Секретарь же, слыша сие, отвечал, что все те домы и дачи и вся яже в них * не ему, но жене его принадлежит.
– Но жена ваша всего этого в приданое вам не принесла, ибо известно мне, что она дочь людей бедных.
– Точно так, – отвечал секретарь.
– В таком разе, откуда же у нее взялись такие имущества?
– Не знаю, – отвечал секретарь.
– Как так – не знаете?
Секретарь изобразил собою большую сконфузливость и, пожав плечами, опять отвечал:
– Как вам угодно, а я этого и сам себе объяснить не могу.
– Ну, то могли же бы вы ее о том прямо спрашивать!
– И даже много раз спрашивал.
– И что же она вам на то отвечала?
– Ничего не отвечала.
– Как так ничего?!
– Так: я ее спрошу: «откуда ты, душко мое, деньги берешь?» А она только покраснеет, но ничего не скажет.

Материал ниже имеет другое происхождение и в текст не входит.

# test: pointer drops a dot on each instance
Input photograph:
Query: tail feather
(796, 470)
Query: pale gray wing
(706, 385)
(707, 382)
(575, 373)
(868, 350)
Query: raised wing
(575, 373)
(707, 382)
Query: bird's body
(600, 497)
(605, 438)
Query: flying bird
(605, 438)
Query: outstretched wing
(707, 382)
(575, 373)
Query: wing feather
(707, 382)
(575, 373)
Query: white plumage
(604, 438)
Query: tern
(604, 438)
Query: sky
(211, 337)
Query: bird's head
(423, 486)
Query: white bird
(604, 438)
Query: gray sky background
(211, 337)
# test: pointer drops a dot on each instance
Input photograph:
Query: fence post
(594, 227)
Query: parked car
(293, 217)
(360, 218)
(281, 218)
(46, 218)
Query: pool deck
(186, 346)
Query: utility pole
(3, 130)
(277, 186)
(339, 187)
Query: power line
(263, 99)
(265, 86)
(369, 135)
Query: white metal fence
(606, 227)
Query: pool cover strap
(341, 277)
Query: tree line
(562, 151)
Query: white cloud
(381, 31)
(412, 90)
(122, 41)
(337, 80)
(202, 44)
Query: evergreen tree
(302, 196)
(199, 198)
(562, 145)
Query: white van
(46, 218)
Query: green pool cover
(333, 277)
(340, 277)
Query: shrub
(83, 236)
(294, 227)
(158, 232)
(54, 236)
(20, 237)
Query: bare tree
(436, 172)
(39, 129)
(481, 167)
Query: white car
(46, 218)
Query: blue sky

Начальник посмотрел на сего оборотливого секретаря и добавил:
– Однако ты, вижу, искусный ответчик.
После того секретарь остался на месте, и никто не мог доказать, что он не имеет источника.
Как нехорошо осуждать слабости
Отец Иоанн, хороший священник, любимый прихожанами и опытный благочинный * , с молодости своей себя соблюдал в отменной трезвости и жил в самом примерном поведении; но имея уже близу шестидесяти семи лет, лишился жены и подпал другим несчастиям, из которых каждого в раздельности довольно было, чтобы весьма мужественную душу поколебать. Зять его повредился в уме, и дочь возвратилась под отчие кровы с немалою семьею, а сын предался дурным страстям и пошел в актеры. А еще всего более отцу Иоанну принес огорчения и ущерба тягостный лаж, который был объявлен от казны на серебро * , через что в состоянии отца Ивана вдруг вышло понижение, так как он содержал все свое у себя в наличных бумажках. И тогда ото всего этого отец Иван стал искать забвения своего горя в вине, которого прежде во всю жизнь свою не пил. Поначалу это новоначатие * крылось только в стенах дома, но потом, как беспрестанно беречь несчастного старика было некому, то и посторонним слабость его начала делаться заметною, и, наконец, был в храме неудобный случай, что он, сделав возглас, заснул и не скоро пробудился. Прихожане, весьма его любя, хотели это покрыть, но тщанием отца Иродиона, который себе благочиннического места желал, стало ведомо владыке * . Владыка же был строг и не похотел оставить сего втуне, а, призвав отца Ивана к себе, сказал, что для пользы его души, при его преклонных уже летах, от благочиннических обязанностей его освобождает и советует ему читать «Часы благоговения» * , а для пользы службы на место его назначил отца Иродиона.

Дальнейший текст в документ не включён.